In another aspect, the local models are encrypted before transmission to the coordinator and these models are aggregated in encrypted space using secure aggregation methods.

In another aspect, the federated learning marketplace is configured to distribute training of machine learning and deep learning models by allowing geographically distributed institutions to establish federated coalitions, the federated learning marketplace providing a synergy between model owners, model provider and model consumers synergy between the model owners, model providers, and model consumers.

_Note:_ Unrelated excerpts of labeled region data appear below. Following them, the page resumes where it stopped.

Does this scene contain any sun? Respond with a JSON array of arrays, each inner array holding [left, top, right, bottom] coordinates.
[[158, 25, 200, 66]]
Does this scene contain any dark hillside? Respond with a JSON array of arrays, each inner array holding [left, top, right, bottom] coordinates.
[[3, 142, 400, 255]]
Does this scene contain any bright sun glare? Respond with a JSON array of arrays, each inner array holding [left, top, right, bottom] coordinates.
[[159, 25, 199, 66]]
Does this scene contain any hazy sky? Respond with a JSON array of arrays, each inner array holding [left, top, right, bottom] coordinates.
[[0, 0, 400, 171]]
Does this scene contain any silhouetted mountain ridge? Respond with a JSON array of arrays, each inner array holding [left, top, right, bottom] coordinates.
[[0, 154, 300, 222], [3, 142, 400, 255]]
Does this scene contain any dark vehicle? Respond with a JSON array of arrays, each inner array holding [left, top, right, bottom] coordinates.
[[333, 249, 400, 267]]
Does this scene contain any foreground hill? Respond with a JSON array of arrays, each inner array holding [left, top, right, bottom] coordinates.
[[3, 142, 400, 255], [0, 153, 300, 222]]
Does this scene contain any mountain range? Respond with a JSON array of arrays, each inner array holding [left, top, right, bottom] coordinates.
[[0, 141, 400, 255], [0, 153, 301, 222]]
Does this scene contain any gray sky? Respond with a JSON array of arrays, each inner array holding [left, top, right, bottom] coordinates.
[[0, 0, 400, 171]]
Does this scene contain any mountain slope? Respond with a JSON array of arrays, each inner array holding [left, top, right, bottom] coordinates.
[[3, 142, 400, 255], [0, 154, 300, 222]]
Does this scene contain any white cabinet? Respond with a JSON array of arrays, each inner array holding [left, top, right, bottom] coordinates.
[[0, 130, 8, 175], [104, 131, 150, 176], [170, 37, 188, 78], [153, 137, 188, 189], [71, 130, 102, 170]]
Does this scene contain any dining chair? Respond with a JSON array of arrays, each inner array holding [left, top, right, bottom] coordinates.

In another aspect, the federated learning marketplace is established for biomedical, life sciences, and healthcare domains.

In another aspect, once a federated model has been trained, it is stored in a model repository for versioning, bookkeeping, and serving.

In another aspect, any institution that wants to use an already trained federated model to perform predictions over its own private or any other public dataset and has not contributed to its training, needs to pay a corresponding model serving fee.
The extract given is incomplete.